A New York judge ruled Wednesday that the use of student test scores to evaluate a Long Island teacher was “indisputably arbitrary and capricious” — but the teacher’s lawyer now says they aren’t fully satisfied with the decision and may appeal further to ensure the measure isn’t used in the future to judge other teachers in the state.
In the 2013–14 school year, Sheri Lederman, a highly-regarded veteran elementary school teacher in Great Neck, was judged “ineffective” on a specific portion of her annual evaluation, based on a statistical growth model measuring how much her students improved on standardized state tests. (Growth scores are often referred to as “value-added models” or VAMs, though New York technically uses a slightly different approach called “student growth percentiles.”)
Though her overall rating was “effective,” Lederman said the lower growth score had a demoralizing effect on her.
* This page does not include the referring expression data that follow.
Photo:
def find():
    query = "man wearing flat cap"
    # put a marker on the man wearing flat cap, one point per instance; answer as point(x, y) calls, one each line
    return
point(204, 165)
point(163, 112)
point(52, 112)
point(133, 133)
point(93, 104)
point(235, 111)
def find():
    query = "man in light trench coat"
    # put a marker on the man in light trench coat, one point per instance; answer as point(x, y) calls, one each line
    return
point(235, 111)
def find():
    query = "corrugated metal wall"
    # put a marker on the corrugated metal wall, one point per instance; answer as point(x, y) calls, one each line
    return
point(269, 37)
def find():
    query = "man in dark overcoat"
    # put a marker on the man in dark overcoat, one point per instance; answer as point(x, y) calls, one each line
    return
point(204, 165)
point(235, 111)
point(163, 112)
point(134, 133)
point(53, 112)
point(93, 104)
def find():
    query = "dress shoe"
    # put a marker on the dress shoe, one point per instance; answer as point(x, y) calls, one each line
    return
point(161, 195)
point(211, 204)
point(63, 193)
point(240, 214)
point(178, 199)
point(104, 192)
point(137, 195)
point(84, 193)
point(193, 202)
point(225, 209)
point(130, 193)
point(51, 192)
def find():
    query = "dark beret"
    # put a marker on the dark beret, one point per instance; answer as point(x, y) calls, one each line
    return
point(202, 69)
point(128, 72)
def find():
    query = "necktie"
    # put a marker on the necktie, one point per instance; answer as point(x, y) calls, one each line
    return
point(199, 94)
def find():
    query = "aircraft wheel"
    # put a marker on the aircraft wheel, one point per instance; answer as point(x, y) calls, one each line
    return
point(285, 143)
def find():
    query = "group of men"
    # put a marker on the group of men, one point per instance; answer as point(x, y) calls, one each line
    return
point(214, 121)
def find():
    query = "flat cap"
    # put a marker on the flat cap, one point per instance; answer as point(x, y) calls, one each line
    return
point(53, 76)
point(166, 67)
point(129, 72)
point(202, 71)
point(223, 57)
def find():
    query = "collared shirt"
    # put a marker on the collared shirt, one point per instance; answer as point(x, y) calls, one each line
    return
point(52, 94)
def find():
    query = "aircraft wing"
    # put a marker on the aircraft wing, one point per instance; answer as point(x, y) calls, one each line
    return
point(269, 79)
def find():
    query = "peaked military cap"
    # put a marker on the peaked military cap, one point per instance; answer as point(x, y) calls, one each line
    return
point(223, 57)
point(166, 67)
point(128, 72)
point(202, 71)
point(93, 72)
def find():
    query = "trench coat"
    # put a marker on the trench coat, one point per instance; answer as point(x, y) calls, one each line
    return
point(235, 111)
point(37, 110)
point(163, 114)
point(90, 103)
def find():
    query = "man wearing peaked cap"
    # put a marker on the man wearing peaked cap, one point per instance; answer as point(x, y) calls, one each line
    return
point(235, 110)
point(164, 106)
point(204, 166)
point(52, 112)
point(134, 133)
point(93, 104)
With the help of her husband, Bruce, a lawyer, she sued the state.
In an interview with The 74 the morning after the ruling, Bruce Lederman hailed the decision as a victory, which he expects will have national implications: “We know that the VAM system is a failure from our experience … and we hope this decision on a national level brings that home to people.”
The judge “vacated” Sheri Lederman’s test score rating, but also said that beyond her specific case the ruling was moot, since New York recently imposed a four-year moratorium on using state (though not local) tests to make high-stakes evaluation decision.
Bruce Lederman disagrees with that narrow view. He said Thursday that the ruling doesn’t go far enough: “I am still considering whether to appeal the portion of the decision where the judge refused to enjoin the use of [a growth model] because it’s being studied for the next four years.”
Doug Harris, a Tulane University researcher who has written a book about value-added, said he wasn’t surprised by the lawsuit, considering that scores can be unreliable from year to year, and that New York had used a single year’s data rather than a multiple-year average, as most experts recommend.
He was, however, surprised that the case moved forward even though Lederman’s overall rating was effective, meaning she wouldn’t face any negative employment consequences as a result of the growth score. “My question is: What is the harm done here?” Harris wondered.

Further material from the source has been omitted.